The Psychological Climate Of Denial

I've often wondered how our perceptions shape our world.

In many ways, this is how I see the separation between conservatives and liberals, atheists and devout believers, even Cubs fans and Red Sox fans. We see what we want to see and, in more sharp contrasts than we may realize, this dictates how we perceive our surrounds.

In a recent interview with Kari Marie Norgaard, more Americans are finding themselves aligning with climate-change deniers as the scientific facts of climate-change are reinforced.

Even as the science of global warming gets stronger, fewer Americans believe it’s real. In some ways, it’s nearly as jarring a disconnect as enduring disbelief in evolution or carbon dating. And according to Kari Marie Norgaard, a Whitman College sociologist who’s studied public attitudes towards climate science, we’re in denial.

“Our response to disturbing information is very complex. We negotiate it. We don’t just take it in and respond in a rational way,” said Norgaard.

The Intergovernmental Panel on Climate Change declared in 2007 that greenhouse gases had reached levels not seen in 650,000 years, and were rising rapidly as a result of people burning fossil fuel. Because these gases trap the sun’s heat, they would — depending on human energy habits — heat Earth by an average of between 1.5 and 7.2 degrees Fahrenheit by century’s end. Even a midrange rise would likely disrupt the planet’s climate, producing droughts and floods, acidified oceans, altered ecosystems and coastal cities drowned by rising seas.


It's a very interesting, and ultimately predictable, form of the human condition. It separates us along not just political lines, but social lines as well. We too often surround ourselves with those that we agree with explicitly, unable or unwilling to be challenged or to challenge others in order to shape a point of view that is more rounded and more grounded in the actual reality of the world around us.

But let's take this a little further. Could these beliefs actually effect the functionality of our brains to the point where we literally see what we think? Studies show that show that the more favorable we see a person politically, the lighter their skin tone appears. Conversely, the more you distrust or dislike a person based on political ideology, the darker their skin tone appears. If we take this study into account with the psychology of climate-change denial, are people really seeing things that really aren't there?

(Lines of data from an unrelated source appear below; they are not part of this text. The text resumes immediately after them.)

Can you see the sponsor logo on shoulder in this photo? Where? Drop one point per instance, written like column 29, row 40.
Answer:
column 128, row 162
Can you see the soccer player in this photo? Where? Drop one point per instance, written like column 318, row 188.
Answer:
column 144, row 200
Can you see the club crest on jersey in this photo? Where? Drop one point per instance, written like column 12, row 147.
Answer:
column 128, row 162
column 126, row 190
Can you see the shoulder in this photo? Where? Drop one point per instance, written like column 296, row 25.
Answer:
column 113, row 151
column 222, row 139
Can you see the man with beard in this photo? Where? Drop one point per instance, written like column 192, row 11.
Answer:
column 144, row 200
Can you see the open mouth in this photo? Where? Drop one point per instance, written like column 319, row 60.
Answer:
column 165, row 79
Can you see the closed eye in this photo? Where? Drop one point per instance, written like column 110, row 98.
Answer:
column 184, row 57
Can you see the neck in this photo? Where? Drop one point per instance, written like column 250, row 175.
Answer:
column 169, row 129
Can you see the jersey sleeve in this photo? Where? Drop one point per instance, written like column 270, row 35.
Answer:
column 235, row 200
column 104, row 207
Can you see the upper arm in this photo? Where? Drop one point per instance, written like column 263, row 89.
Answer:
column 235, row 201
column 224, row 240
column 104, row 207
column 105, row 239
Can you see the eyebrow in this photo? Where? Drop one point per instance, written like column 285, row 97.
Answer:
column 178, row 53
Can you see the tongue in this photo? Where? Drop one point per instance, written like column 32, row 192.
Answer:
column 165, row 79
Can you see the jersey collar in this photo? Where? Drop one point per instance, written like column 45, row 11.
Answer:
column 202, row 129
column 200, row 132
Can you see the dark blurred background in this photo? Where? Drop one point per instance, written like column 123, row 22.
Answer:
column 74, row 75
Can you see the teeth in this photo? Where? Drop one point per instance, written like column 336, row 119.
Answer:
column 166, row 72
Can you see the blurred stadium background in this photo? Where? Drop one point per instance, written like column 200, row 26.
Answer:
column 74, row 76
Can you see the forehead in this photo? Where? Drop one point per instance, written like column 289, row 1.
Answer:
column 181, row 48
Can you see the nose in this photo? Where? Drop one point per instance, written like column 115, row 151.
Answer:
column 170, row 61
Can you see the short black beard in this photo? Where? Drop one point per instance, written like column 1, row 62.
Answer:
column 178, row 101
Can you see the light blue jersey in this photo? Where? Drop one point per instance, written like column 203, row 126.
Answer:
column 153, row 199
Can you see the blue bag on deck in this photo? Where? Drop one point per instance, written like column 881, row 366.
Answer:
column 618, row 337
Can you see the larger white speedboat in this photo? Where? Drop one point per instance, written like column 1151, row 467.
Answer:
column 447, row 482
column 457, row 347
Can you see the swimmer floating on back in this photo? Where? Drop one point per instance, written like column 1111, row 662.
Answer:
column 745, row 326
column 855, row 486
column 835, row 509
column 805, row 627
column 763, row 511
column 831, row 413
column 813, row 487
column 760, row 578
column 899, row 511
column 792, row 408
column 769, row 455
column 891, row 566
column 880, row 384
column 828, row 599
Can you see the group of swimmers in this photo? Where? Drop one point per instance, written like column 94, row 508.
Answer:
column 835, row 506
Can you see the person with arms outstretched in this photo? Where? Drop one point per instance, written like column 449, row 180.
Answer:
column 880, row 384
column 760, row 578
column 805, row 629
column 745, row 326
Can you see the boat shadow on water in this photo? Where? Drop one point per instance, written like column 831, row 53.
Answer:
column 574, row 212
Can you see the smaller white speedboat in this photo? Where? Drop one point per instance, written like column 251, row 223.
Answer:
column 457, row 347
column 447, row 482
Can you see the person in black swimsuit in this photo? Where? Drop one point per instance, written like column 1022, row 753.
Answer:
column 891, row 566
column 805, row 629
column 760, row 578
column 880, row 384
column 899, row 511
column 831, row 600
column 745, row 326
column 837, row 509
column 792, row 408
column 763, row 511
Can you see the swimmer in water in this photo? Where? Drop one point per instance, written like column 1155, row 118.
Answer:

Science has never been something that the conservative movement, but there is no escaping a psychological effect on us. The only variable is how easily susceptible to misdirection we are.

1 comment:

Anonymous said...

It is not important what we believe because the water will rise and we will drown anyway. Cigarette companies still sell cigarettes although it kills and sickens millions every year. The oil and coal companies will spend whatever money it takes to keep us burning fossil fuel as the water rises.